We went to Gwanghallu Park located in Jeonbuk Namwon City Yocheonro. To be familiar with the City, here's a part of the story of Chunhyang of Namwon County. Wolmae, a former kisaeng, lived in Namwon County during the reign of King Sukjong (Chosun Dynasty). She was a famous kisaeng known throughout the three Southern provinces and lived with the Vice minister, whose name was Sung. Having no children of their own, they eventually appealed to the Guardian Spirit of Mt. Chiri. At long last, Wolmae conceived and gave birth to a beautiful girl, whom she named Choonhyang. The girl was rather kind-hearted and very fond of reading. Her good manners, chastity and filial piety soon attracted public attention in Namwon County.
Here's Wolmae's House. This house named after Chunhyang's mother was the main setting for the story of Chunhyang. This is the very place where Chunhyang married Lee Mongryong, the son of a Namwon magistrate. Mongryong, while strolling around Gwanghallu Pavillion, was completely charmed by the beauty of Chunhyang who was on a swing.
Here's a wishing place. Throw some coins and make a wish about love.
Don't they look real? In every rooms of the house, you'll see some statues doing some routines. It shows what the people did on that area during that time.
Chunhyang Memorial Hall. This hall was built to honor the spirit and faithfulness of Chunhyang in 1992. It was constructed in the shape of a traditional Korean Pavilion. Exhibited in the hall are nine oil paintings by artist Park Nam-Jae that tell tha tale of Chunhyang. A collection of calligraphy and antiques showing the lifestyle of people during Chunhyang's time are also on display. The tablet on the hall is the work of Song Seong-Yong, a highly respected local scholar.
Gwanghanru. This building was built by Gwang Hui, a well-known prime minister during the reign of King Se Jong (1418-1450) of the Jeseon Dynasty and was rebuilt in 1626. It's original name was Gwangtongru but Jeong In-Ji later name it Gwanghanru because it resembles "Gwanghan-Cheongheobu", a legendary palace in the Moon.
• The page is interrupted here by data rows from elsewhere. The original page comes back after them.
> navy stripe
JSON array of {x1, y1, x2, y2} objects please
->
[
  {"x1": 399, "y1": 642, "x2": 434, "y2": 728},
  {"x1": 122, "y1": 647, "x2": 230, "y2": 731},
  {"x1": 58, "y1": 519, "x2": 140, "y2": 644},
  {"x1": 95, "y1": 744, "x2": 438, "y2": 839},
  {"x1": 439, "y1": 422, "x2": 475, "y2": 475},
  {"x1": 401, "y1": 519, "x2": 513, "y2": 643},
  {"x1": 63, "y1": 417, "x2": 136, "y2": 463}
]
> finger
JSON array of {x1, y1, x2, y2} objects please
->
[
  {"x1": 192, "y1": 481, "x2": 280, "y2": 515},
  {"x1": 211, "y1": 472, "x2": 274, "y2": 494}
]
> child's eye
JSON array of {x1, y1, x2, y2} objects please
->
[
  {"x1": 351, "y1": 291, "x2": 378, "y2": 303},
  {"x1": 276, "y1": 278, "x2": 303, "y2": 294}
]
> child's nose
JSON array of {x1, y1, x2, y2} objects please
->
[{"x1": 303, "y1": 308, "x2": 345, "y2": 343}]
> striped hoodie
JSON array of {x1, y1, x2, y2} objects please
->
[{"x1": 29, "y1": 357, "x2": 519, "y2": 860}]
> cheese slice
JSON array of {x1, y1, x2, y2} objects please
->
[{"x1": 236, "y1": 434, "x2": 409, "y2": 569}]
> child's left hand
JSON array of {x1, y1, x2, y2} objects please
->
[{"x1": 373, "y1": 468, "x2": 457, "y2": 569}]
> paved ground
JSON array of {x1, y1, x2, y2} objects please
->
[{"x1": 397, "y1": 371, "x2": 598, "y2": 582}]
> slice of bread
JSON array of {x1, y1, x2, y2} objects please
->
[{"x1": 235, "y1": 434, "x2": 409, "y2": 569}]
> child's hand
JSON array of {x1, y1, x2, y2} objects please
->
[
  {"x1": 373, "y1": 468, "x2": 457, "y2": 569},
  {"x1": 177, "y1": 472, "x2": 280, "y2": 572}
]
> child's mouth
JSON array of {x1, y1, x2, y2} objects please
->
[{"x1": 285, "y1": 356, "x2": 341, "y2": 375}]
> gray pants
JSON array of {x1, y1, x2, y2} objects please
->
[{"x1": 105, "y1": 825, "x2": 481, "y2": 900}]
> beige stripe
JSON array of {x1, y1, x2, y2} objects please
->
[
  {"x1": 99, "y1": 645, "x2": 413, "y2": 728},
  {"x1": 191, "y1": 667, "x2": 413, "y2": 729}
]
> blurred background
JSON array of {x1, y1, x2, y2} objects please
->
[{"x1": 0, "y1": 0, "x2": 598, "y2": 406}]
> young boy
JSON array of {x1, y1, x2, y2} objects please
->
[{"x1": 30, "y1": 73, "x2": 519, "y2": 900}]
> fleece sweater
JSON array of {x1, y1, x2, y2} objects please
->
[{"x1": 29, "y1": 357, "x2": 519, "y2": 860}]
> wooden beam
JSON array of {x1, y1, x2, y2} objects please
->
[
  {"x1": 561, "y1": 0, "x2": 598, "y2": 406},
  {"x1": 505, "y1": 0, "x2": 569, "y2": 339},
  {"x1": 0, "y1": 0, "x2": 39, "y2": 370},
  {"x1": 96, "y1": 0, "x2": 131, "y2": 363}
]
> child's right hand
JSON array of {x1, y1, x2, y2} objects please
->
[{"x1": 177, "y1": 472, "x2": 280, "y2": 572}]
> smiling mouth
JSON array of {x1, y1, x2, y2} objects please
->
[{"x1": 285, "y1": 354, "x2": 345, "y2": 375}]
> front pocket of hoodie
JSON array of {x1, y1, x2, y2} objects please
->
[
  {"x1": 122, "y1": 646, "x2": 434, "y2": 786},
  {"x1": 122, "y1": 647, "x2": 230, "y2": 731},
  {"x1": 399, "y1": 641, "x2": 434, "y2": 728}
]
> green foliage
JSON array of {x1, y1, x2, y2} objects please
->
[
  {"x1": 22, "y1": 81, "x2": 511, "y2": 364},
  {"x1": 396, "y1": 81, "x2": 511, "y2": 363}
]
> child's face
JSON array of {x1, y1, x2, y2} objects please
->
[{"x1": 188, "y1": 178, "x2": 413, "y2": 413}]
In the center of the North, stages are attached to support the leaning building during the reign of King Go-Jong (1863-1907). There is a lake in front of the building and a half-moon shaped bridge called Ojakgyo (bridge), is placed over it.
There's also a big pond with lots of big fish that people enjoy feeding and watching them.
Wanwoljeong Pavilion. Legend says that the highest among the heavenly gods lives in Gwanghan Palace in the Heavenly Kingdom. Below the Palace, Ojakgyo Bridge crosses the Milky Way and beautiful heavenly nymphs enjoy the picturesque scenery of the laurel trees.
While Gwanghallu Pavilion is an earthly representation of its heavenly counterpart. Wanweoljeong Pavilion was built for viewing the moon. It's octagon-shaped roof and double eaves provide it with a unique architecture. This pavilion graces the site of Gwanghalluwon Garden and is the main venue of the annual Chunhyang Festival.
View from the Pavilion.
Isn't it a good place for this summer? It's cool and
Btw, you can also rent some Korean traditional clothes as a remembrance for 2,000won (less than $2). A 4"x6" picture cost 5,000 won and 8"x12" is 20,000 won.
And buy some Korean stuffs as a remembrance. There are lots of shops next to the entrance door.